Victoria, Queen of the Vampires! (The Zombie of Windsor? The Widowed Wight of Wight? The Boggle of Balmoral?)

A flying saucer crash lands on the mausoleum at Frogmore, causing untold (well, who has the time?) damage and an unpredictable radioactive reaction bringing to life - Queen Victoria! Teeth bared, widow's cap at the read, fingernails 108 years a-growing, she stomps off into Windsor Great Park, pausing to rip a few young Etonians to pieces and perhaps an unwary history master hoping for inside dope on his thesis about the origins of the Triple Entente and the maladministration of Afghanistan.
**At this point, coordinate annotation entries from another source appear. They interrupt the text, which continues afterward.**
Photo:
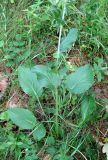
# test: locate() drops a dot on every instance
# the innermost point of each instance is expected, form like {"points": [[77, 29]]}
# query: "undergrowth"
{"points": [[55, 55]]}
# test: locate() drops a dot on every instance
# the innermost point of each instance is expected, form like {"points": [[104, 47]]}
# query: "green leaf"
{"points": [[66, 44], [50, 78], [29, 82], [1, 44], [88, 106], [81, 80], [39, 132], [22, 118]]}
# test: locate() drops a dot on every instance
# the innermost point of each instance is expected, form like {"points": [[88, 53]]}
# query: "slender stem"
{"points": [[57, 112], [60, 31]]}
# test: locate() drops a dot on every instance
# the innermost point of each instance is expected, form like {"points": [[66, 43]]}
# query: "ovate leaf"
{"points": [[39, 132], [81, 80], [22, 118], [29, 82], [1, 43], [105, 149], [66, 44], [88, 106]]}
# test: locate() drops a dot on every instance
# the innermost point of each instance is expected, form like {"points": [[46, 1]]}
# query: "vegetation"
{"points": [[54, 83]]}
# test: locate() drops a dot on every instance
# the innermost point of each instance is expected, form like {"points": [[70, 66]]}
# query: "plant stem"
{"points": [[60, 31], [57, 112]]}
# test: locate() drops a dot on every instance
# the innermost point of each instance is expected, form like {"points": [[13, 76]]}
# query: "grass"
{"points": [[30, 33]]}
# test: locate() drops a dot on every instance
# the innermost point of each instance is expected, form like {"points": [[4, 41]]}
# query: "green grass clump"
{"points": [[43, 45]]}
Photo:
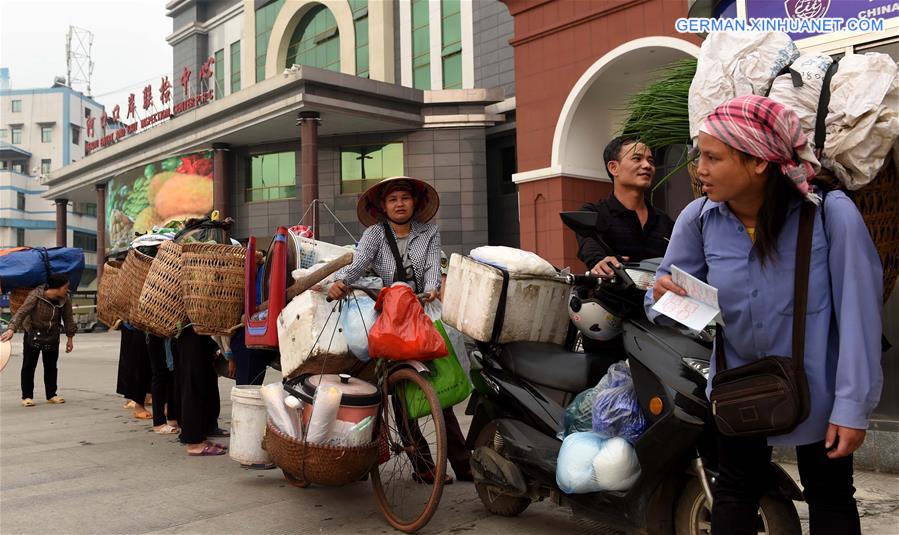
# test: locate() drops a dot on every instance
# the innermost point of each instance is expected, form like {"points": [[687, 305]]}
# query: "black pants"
{"points": [[745, 475], [198, 384], [29, 365], [162, 385]]}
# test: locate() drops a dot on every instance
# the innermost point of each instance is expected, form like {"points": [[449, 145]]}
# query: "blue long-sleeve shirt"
{"points": [[843, 324]]}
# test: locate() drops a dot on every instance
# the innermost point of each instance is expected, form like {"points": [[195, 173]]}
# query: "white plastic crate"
{"points": [[536, 307]]}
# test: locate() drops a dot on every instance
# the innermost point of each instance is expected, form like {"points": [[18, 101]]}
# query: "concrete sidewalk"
{"points": [[87, 467]]}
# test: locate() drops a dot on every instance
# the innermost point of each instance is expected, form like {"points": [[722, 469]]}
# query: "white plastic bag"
{"points": [[356, 319], [513, 260], [324, 413]]}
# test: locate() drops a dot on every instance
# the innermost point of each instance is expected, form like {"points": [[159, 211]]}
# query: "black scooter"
{"points": [[521, 390]]}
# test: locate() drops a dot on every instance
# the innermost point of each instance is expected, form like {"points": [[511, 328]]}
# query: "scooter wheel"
{"points": [[493, 499], [693, 516]]}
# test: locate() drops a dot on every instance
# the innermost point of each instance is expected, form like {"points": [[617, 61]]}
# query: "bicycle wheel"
{"points": [[408, 479]]}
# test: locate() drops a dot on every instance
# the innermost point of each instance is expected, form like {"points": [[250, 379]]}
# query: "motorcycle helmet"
{"points": [[591, 318]]}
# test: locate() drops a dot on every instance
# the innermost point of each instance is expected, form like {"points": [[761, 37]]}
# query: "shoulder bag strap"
{"points": [[800, 284], [800, 293], [400, 273]]}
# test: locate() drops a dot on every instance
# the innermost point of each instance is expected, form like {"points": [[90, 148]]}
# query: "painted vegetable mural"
{"points": [[173, 189]]}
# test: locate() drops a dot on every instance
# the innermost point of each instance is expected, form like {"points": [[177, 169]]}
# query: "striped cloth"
{"points": [[768, 130]]}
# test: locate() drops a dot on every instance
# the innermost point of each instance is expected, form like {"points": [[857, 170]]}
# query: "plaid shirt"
{"points": [[373, 252]]}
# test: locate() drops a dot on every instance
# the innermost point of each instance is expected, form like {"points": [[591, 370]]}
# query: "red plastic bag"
{"points": [[403, 331]]}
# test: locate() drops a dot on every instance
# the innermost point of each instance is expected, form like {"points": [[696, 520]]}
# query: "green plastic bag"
{"points": [[447, 377]]}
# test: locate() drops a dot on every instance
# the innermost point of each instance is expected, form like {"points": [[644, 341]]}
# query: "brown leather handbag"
{"points": [[769, 396]]}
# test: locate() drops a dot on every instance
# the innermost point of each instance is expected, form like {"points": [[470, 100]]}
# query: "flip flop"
{"points": [[210, 449]]}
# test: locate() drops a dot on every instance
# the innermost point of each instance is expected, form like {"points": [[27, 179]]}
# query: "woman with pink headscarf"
{"points": [[755, 166]]}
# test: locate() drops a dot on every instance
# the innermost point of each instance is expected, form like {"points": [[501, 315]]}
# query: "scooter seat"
{"points": [[554, 367]]}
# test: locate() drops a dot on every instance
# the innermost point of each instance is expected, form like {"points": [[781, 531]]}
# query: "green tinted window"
{"points": [[421, 45], [363, 165], [315, 42], [272, 176], [265, 19], [451, 46], [235, 66]]}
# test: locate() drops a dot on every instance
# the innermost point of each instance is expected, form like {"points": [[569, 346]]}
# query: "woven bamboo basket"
{"points": [[130, 283], [161, 303], [17, 298], [213, 284], [305, 463], [108, 282], [878, 203]]}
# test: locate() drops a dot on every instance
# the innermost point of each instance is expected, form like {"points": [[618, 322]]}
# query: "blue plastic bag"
{"points": [[356, 319], [616, 412]]}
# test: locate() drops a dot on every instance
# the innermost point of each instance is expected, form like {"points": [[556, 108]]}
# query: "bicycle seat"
{"points": [[553, 366]]}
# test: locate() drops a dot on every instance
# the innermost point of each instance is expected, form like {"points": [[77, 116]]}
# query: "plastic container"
{"points": [[248, 418], [301, 322], [535, 307], [359, 398]]}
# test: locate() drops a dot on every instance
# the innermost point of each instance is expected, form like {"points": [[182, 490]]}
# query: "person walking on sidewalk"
{"points": [[40, 316]]}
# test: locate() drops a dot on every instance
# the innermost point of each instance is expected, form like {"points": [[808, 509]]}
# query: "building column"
{"points": [[101, 229], [61, 223], [221, 178], [307, 185]]}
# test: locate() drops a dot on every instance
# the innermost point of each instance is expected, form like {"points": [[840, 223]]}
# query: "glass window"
{"points": [[219, 73], [83, 240], [363, 165], [421, 45], [451, 51], [272, 177], [315, 41], [235, 66], [265, 19]]}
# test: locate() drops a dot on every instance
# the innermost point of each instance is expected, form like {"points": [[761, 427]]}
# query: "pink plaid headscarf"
{"points": [[769, 130]]}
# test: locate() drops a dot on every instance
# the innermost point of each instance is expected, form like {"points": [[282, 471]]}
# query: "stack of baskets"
{"points": [[105, 290], [160, 305], [213, 284], [878, 203], [304, 463]]}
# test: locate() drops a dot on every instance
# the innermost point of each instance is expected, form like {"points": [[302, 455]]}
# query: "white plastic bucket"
{"points": [[248, 418]]}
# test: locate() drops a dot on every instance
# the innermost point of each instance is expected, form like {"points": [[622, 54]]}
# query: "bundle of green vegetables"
{"points": [[658, 114]]}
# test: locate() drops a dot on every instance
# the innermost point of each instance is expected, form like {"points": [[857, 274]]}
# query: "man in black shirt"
{"points": [[628, 226]]}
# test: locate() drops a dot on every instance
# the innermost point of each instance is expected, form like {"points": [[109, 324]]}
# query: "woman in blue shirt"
{"points": [[755, 164]]}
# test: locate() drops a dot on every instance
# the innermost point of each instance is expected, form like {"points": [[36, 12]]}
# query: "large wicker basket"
{"points": [[131, 282], [213, 284], [17, 298], [878, 203], [307, 463], [161, 303], [105, 290]]}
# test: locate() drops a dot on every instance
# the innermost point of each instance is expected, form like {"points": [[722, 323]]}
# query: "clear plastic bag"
{"points": [[616, 412], [357, 318]]}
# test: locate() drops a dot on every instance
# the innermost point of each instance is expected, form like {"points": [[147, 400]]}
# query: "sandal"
{"points": [[166, 429], [210, 449], [428, 478]]}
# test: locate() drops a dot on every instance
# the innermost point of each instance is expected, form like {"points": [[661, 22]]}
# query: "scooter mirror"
{"points": [[583, 223]]}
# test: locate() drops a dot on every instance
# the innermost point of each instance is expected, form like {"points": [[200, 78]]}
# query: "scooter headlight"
{"points": [[643, 280]]}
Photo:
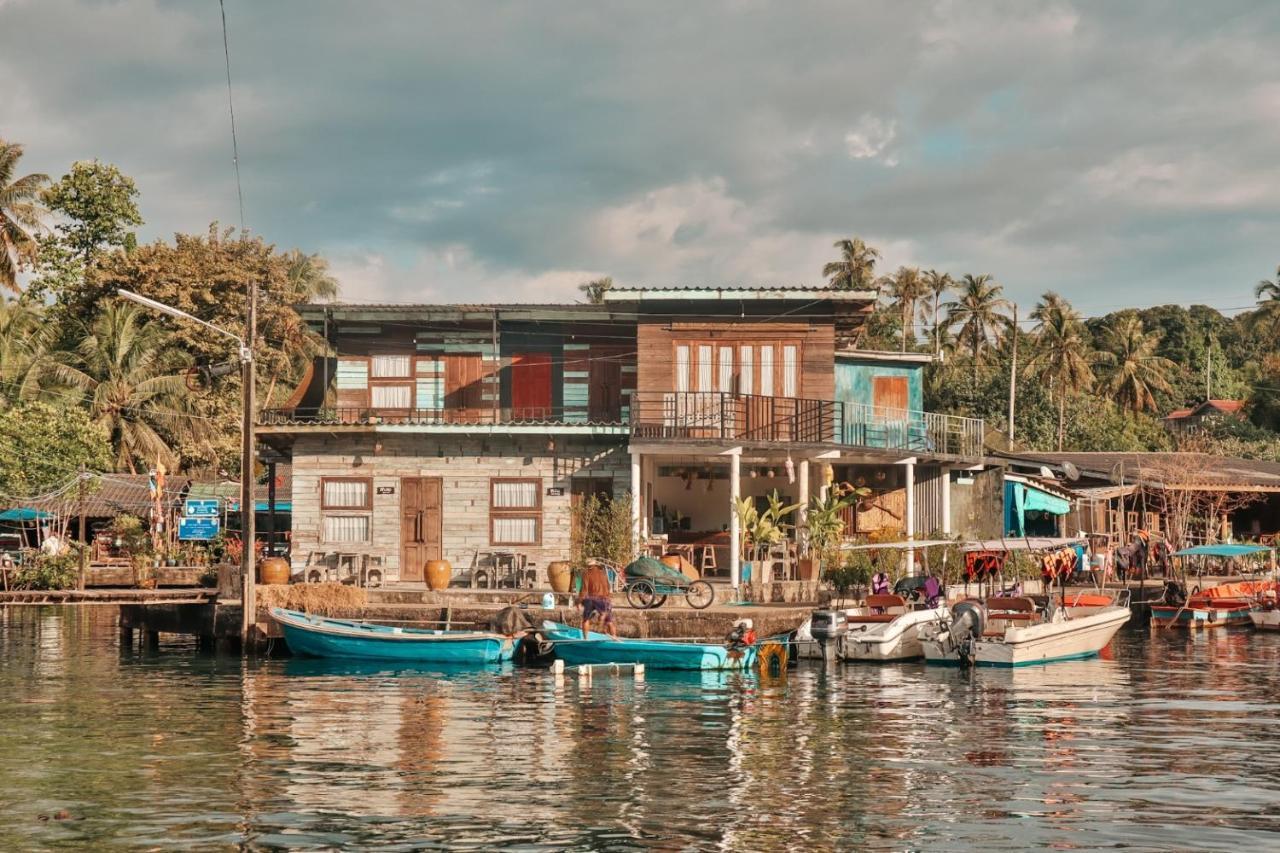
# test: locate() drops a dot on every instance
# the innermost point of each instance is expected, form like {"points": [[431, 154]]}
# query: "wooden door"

Soon her bloody (sorry) flag waves over an empire where the full moon never sets....

Notes on the Ring

We’re off to watch the world end
The wonderful world of the Ring
The wonderful wonderful wonderful world --
The Ring that's the king of bling!
If ever a wonderful Ring there was
Then Wagner's is the one because
Because because because because because –
Because of its meanings so variause ...
We're off to see the world end,
The wonderful world of the Ring!

A friend remarked that fewer people were in scenic horned helmets and witty caps. (I wore a witty cap, from the Seattle Opera.) But on the whole it was a decent audience, lots of young people attending (perhaps) their first Rings. Is this spin-off from the Tolkien films? Or are they tired of lousy electronic imitations and want to hear real singing and see real sets? Wagnerites of the Future, come out.